How Long Will It Take Beverly Hills to Reconstruct Santa Monica Blvd?

wehoville-201609-smb

The upcoming reconstruction of Santa Monica Boulevard in Beverly Hills will take about a year and a half, according to a new report by WeHo by the Numbers, based on documents from the City of Beverly Hills. The project’s $24 million cost includes $2 million for planning and design, $2 million for construction management, $18 million for the planned construction work and a $2 million contingency for “unforeseen conditions” encountered during construction. That part of Santa Monica Boulevard is important for the access it offers from and to West Hollywood on the west side.

The work will happen on North Santa Monica Boulevard from Wilshire Boulevard to Doheny Drive. North Santa Monica is the big arterial with parkland along the north side. South Santa Monica — also known as “Little” Santa Monica — is the smaller parallel street that runs through the business district.

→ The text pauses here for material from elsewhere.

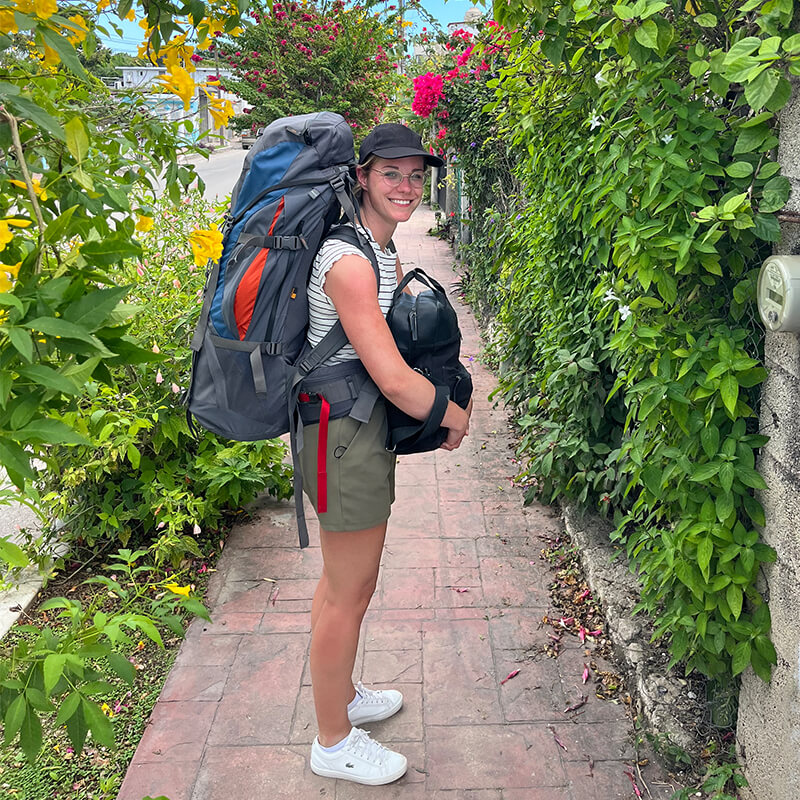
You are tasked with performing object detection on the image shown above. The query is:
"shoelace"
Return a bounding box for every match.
[348,728,387,764]
[356,681,383,704]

The city is replacing or upgrading the North Santa Monica roadway, drainage, sidewalks and street lights. The project will widen part of the street, but the number of travel lanes will stay the same. It will not add bike lanes, though that may be an option in the future.

weho by the numbers
David Warren

The construction schedule has not been finalized. The work could begin late this year or early in 2017. It will be split into two sequential parts: the segment from Wilshire to Alpine Drive (near city hall) and Alpine Drive to Doheny. The city has not decided which part will go first.

The chart that accompanies this article is an example of what the construction schedule might look like. It assumes that work would start on the Wilshire-to-Alpine segment in January 2017, followed by the Alpine-to-Doheny segment.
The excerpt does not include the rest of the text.